The replication crisis (or replicability crisis or reproducibility crisis) is an ongoing (2018) methodological crisis in sciencein which scholars have found that the results of many scientific studies are difficult or impossible to replicate or reproduce on subsequent investigation, either by independent researchers or by the original researchers themselves. The crisis has long-standing roots; the phrase was coined in the early 2010s as part of a growing awareness of the problem.
Because the reproducibility of experiments is an essential part of the scientific method,[4] the inability to replicate the studies of others has potentially grave consequences for many fields of science in which significant theories are grounded on unreproducible experimental work.
The replication crisis has been particularly widely discussed in the field of psychology (and in particular, social psychology) and in medicine, where a number of efforts have been made to re-investigate classic results, and to attempt to determine both the reliability of the results, and, if found to be unreliable, the reasons for the failure of replication.
According to a 2016 poll of 1,500 scientists reported in the journal Nature, 70% of them had failed to reproduce at least one other scientist’s experiment (50% had failed to reproduce one of their own experiments).
In 2009, 2% of scientists admitted to falsifying studies at least once and 14% admitted to personally knowing someone who did. Misconducts were reported more frequently by medical researchers than others.
In psychology:
Several factors have combined to put psychology at the center of the controversy. Much of the focus has been on the area of social psychology, although other areas of psychology such as clinical psychology have also been implicated.
Firstly, questionable research practices (QRPs) have been identified as common in the field. Such practices, while not intentionally fraudulent, involve capitalizing on the gray area of acceptable scientific practices or exploiting flexibility in data collection, analysis, and reporting, often in an effort to obtain a desired outcome. Examples of QRPs include selective reporting or partial publication of data (reporting only some of the study conditions or collected dependent measures in a publication), optional stopping (choosing when to stop data collection, often based on statistical significance of tests), p-value rounding (rounding p-values down to 0.05 to suggest statistical significance), file drawer effect (nonpublication of data), post-hoc storytelling (framing exploratory analyses as confirmatory analyses), and manipulation of outliers (either removing outliers or leaving outliers in a dataset to cause a statistical test to be significant). A survey of over 2,000 psychologists indicated that a majority of respondents admitted to using at least one QRP.[10] False positive conclusions, often resulting from the pressure to publish or the author’s own confirmation bias, are an inherent hazard in the field, requiring a certain degree of skepticism on the part of readers.
Secondly, psychology and social psychology in particular, has found itself at the center of several scandals involving outright fraudulent research, most notably the admitted data fabrication by Diederik Stapel as well as allegations against others. However, most scholars acknowledge that fraud is, perhaps, the lesser contribution to replication crises.
Third, several effects in psychological science have been found to be difficult to replicate even before the current replication crisis. For example the scientific journal Judgment and Decision Making has published several studies over the years that fail to provide support for the unconscious thought theory. Replications appear particularly difficult when research trials are pre-registered and conducted by research groups not highly invested in the theory under questioning.
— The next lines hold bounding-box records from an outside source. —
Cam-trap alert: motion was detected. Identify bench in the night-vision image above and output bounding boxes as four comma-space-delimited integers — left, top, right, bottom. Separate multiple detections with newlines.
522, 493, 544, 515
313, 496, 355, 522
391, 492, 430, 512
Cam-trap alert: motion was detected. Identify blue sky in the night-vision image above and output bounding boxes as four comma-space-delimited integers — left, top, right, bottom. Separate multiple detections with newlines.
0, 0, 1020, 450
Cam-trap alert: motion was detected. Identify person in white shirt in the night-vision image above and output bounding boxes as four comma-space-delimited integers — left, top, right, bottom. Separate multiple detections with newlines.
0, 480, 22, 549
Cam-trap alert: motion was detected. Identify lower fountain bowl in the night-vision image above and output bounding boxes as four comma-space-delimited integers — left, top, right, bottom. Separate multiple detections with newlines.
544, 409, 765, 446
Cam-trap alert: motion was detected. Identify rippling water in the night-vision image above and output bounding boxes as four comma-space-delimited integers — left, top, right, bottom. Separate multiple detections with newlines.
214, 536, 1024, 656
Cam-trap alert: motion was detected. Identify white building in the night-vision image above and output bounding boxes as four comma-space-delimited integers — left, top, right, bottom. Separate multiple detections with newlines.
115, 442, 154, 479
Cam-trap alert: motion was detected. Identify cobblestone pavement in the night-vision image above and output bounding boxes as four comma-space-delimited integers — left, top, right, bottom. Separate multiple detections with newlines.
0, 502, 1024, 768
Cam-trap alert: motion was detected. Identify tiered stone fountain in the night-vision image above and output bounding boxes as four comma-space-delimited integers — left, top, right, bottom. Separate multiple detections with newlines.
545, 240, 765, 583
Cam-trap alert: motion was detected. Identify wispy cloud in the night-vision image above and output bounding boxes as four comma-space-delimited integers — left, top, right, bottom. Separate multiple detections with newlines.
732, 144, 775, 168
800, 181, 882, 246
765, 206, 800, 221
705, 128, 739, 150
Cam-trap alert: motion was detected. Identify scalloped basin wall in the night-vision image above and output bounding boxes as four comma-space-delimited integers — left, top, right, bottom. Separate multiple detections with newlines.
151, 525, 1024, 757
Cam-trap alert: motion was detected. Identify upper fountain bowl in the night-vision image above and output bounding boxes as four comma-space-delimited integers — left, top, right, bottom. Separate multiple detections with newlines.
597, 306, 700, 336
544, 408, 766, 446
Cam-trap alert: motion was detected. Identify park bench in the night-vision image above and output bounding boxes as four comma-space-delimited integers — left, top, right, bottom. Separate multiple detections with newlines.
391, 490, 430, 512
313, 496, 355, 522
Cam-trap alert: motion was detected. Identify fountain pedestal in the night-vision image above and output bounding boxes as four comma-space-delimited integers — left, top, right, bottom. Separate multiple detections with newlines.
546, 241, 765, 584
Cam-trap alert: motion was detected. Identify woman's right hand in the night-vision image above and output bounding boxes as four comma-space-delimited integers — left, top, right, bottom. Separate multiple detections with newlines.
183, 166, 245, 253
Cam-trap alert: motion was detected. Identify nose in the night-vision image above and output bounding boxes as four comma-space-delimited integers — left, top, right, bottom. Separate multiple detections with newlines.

These three elements together have resulted in renewed attention for replication supported by Kahneman. Scrutiny of many effects have shown that several core beliefs are hard to replicate. A recent special edition of the journal Social Psychology focused on replication studies and a number of previously held beliefs were found to be difficult to replicate. A 2012 special edition of the journal Perspectives on Psychological Science also focused on issues ranging from publication bias to null-aversion that contribute to the replication crises in psychology. In 2015, the first open empirical study of reproducibility in Psychology was published, called the Reproducibility Project. Researchers from around the world collaborated to replicate 100 empirical studies from three top Psychology journals. Fewer than half of the attempted replications were successful at producing statistically significant results in the expected directions, though most of the attempted replications did produce trends in the expected directions.
Many research trials and meta-analyses are compromised by poor quality and conflicts of interest that involve both authors and professional advocacy organizations, resulting in many false positives regarding the effectiveness of certain types of psychotherapy.
Although the British newspaper The Independent wrote that the results of the reproducibility project show that much of the published research is just “psycho-babble”, the replication crisis does not necessarily mean that psychology is unscientific. Rather this process is a healthy if sometimes acrimonious part of the scientific process in which old ideas or those that cannot withstand careful scrutiny are pruned, although this pruning process is not always effective. The consequence is that some areas of psychology once considered solid, such as social priming, have come under increased scrutiny due to failed replications.
Nobel laureate and professor emeritus in psychology Daniel Kahneman argued that the original authors should be involved in the replication effort because the published methods are often too vague. Others such as Dr. Andrew Wilson disagree and argue that the methods should be written down in detail. An investigation of replication rates in psychology in 2012 indicated higher success rates of replication in replication studies when there was author overlap with the original authors of a study (91.7% successful replication rates in studies with author overlap compared to 64.6% success replication rates without author overlap).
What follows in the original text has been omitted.